Остановился он всего один раз — столкнувшись с Томом, который мчался с порохом к своей пушке, находившейся в дальнем конце корабля.
— Ната подстрелили, — не в силах отдышаться, пропыхтел Том. — Теперь я и на его пушку порох ношу.
— Как, Нат? Но он не погиб?
— Не знаю, но вот Кит — так точно.
Воздух вокруг головы Джона вдруг закружился и потемнел.
— Кит? Погиб? Неправда! Не может быть!
— Эй ты, пошевеливайся! Тебя что, ядром пришибло? — очередная «пороховая обезьяна» отпихнула Джона в сторону.
Торопясь обратно на батарейную палубу, Джон чуть не споткнулся — и страх, что порох упадет и взорвется, вытеснил из его головы все остальные мысли. Но, добежав до пушки, он обнаружил, что порох здесь больше не потребуется. Французское ядро угодило прямо в дуло орудия, искорежив его, а рикошетом убило одного моряка и оторвало левую руку второму. Уцелевшие теперь несли раненого в кубрик, к судовому врачу.
Мистер Стэннард стоял чуть в стороне, вытирая лоб окровавленной рукой.
— Жуткое дело, да? Сколько храбрых ребят погибло! Но предаваться горю — просто глупо, верно ведь, Джон? Глупо и глупо.
Джон видел, что руки командира орудия дрожат.
Кит! Он снова вспомнил ужасную новость. Нет, не может быть, неправда!
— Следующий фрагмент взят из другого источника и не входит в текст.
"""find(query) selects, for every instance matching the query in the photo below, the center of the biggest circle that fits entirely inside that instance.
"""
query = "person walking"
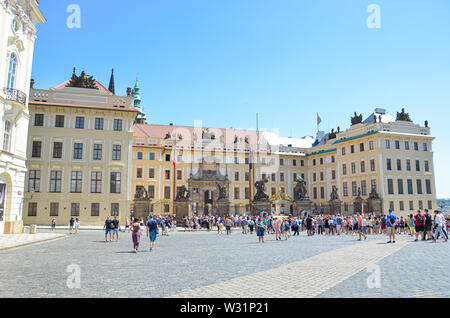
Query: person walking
(71, 224)
(136, 234)
(260, 230)
(391, 218)
(360, 227)
(439, 221)
(77, 225)
(115, 228)
(152, 232)
(108, 228)
(420, 225)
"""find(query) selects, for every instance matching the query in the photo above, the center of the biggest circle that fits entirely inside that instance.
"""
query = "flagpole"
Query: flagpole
(174, 182)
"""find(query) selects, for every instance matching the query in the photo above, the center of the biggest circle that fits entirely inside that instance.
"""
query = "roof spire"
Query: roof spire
(111, 87)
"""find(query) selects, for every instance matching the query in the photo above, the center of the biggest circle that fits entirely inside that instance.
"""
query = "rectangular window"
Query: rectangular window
(55, 181)
(59, 121)
(166, 192)
(39, 120)
(7, 136)
(34, 180)
(117, 124)
(98, 149)
(79, 123)
(95, 209)
(76, 182)
(96, 182)
(115, 182)
(390, 186)
(78, 151)
(151, 191)
(36, 151)
(428, 186)
(57, 150)
(114, 209)
(117, 152)
(151, 173)
(363, 187)
(32, 209)
(399, 165)
(75, 209)
(400, 186)
(54, 209)
(236, 193)
(419, 186)
(99, 123)
(409, 185)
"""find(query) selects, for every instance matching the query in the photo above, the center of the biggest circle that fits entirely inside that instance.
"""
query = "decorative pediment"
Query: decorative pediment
(82, 81)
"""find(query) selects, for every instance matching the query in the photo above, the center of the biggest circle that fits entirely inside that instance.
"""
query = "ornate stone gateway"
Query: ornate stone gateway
(207, 193)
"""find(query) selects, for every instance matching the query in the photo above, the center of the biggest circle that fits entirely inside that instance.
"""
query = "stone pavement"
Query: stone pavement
(300, 279)
(9, 241)
(202, 264)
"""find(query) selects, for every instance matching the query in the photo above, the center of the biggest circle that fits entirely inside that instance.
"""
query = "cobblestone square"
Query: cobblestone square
(202, 264)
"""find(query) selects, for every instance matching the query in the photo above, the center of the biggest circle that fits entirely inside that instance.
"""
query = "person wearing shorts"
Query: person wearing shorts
(152, 231)
(107, 228)
(115, 228)
(391, 221)
(420, 225)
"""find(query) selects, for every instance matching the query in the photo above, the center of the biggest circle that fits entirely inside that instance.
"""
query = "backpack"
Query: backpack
(420, 218)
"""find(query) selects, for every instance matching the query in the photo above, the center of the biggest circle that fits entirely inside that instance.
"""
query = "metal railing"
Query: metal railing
(15, 95)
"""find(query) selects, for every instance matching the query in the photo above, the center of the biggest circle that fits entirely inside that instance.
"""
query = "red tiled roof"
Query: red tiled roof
(99, 85)
(84, 106)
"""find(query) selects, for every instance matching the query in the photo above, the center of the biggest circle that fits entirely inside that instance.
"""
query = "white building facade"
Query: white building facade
(18, 19)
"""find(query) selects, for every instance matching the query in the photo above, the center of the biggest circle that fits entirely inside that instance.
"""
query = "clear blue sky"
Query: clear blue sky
(222, 61)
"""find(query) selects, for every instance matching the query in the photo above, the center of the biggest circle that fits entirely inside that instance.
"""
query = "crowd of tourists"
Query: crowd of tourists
(421, 226)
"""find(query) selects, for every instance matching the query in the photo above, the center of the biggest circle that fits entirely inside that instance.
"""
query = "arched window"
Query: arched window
(12, 71)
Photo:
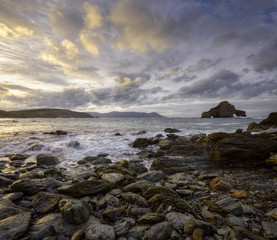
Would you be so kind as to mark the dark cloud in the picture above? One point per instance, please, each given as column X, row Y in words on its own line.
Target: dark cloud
column 266, row 59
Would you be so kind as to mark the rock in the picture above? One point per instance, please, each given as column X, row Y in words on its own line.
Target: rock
column 74, row 211
column 44, row 202
column 87, row 187
column 270, row 121
column 223, row 110
column 18, row 156
column 100, row 231
column 178, row 220
column 139, row 143
column 272, row 160
column 114, row 178
column 8, row 208
column 151, row 218
column 171, row 130
column 221, row 184
column 134, row 198
column 47, row 160
column 160, row 231
column 270, row 229
column 272, row 214
column 153, row 176
column 15, row 226
column 239, row 194
column 138, row 186
column 255, row 127
column 33, row 186
column 111, row 214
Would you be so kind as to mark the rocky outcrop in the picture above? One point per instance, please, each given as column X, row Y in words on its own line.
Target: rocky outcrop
column 223, row 110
Джон судорожно вытер нос рукой.
— Прислушайся! — сказал вдруг мистер Стэннард, хватая его за плечо. — Слышишь?
— Что, сэр? — всхлипнул Джон.
Мистер Стэннард ответил не сразу. По лицу его медленно разлилась улыбка.
— Тишину, парень. Тишину. Пальба прекратилась. Всё кончено!
Джон прислушался. Командир орудия был прав. Едва ли это можно было назвать тишиной, поскольку справа и слева раздавались стоны раненых, но чудовищный грохот канонады и треск мушкетов прекратился. Сверху доносились нестройные крики ликования. На английском.